The scene continued two days later, when our class was graced with the presence of Chelsey Minnis herself.  Side note, I think she is a genius.  She is hands down my favorite poet and a great presence in the classroom as well.  Anyhow, she had chosen a few poems to read aloud and talk about.  I was hoping, begging, PRAYing that she wouldn’t turn to page 39.  But you can guess what happened. And as the word “swinishness” so flawlessly rolled off her tongue, I bit my lip, and smiled as my classmates’ eyes unanimously shot in my direction.  Yikes.
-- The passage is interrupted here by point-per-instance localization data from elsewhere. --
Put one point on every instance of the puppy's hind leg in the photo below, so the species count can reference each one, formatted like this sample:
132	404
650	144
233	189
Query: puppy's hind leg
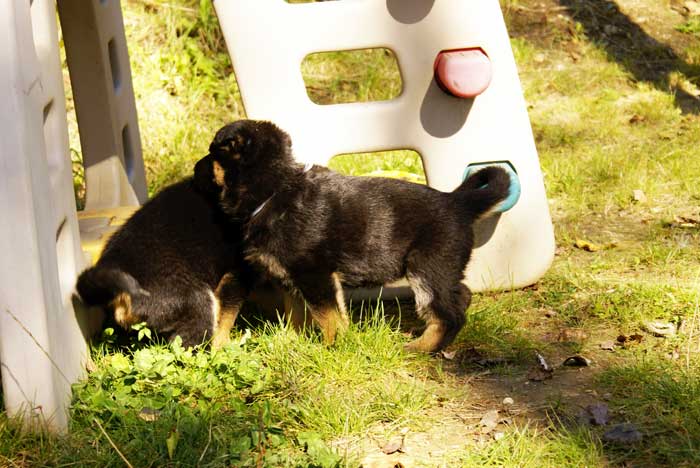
229	296
442	308
324	294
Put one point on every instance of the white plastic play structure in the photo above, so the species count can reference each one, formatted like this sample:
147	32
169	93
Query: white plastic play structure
42	345
268	40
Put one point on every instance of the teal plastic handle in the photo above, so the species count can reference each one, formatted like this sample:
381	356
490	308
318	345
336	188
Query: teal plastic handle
513	191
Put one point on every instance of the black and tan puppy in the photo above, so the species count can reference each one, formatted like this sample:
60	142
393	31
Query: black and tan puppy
176	265
318	230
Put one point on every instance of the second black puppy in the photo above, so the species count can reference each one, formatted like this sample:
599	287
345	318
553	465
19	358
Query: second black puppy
176	265
318	230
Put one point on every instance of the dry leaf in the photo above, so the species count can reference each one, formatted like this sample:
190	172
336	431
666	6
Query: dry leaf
577	361
380	460
393	446
149	414
571	335
596	414
660	328
623	434
639	196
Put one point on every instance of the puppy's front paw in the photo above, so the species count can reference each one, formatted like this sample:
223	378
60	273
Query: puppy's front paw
430	341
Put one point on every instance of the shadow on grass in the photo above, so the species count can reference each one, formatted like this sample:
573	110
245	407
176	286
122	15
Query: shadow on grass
661	397
628	44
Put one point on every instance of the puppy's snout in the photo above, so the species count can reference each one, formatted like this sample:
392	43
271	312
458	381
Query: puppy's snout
204	174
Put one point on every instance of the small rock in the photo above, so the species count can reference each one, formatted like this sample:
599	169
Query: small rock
692	7
639	196
607	345
609	29
549	313
542	363
393	446
489	421
623	434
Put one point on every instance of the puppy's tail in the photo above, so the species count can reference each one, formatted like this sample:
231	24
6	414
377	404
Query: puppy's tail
482	191
99	286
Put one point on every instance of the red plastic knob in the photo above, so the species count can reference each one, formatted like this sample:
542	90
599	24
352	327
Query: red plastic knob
463	73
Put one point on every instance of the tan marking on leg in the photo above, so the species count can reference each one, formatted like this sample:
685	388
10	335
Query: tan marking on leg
340	301
331	321
224	311
295	311
270	263
423	296
431	338
219	173
123	314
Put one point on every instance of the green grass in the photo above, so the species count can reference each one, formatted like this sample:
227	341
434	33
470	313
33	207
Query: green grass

It became a dominating theme for me in this classroom, I went so far in my attempt to neutralize my gaffe by naming my chapbook “swishiness” and even further by giving my blog the name.  But in truth, I think this concept is very representative of who I am. I love to laugh, and it’s a good thing too, because I give myself reason to quite frequently.  Life is swishy.  Period.  I say dumb, inappropriate things all the time, every day of my life.  You should hear me order at an unfamiliar burrito shop or restaurant, really, can’t take me anywhere.  Some say they find it enduring, but I find it like reality.  I’m a swishy person. I’d rather be swishy than swinish, wouldn’t you?  I am taken back to this quote from Feste, the clown of Twelfth Night:

“Wit, and ‘t be thy will, put me into good fooling! Those wits
that think they have thee do very oft prove fools; and I, that am
sure I lack thee, may pass for a wise man: for what says
Quinapalus? ‘Better a witty fool than a foolish wit.'”

In conclusion, I said it before, and I’ll say it again: swishiness sounds better anyway.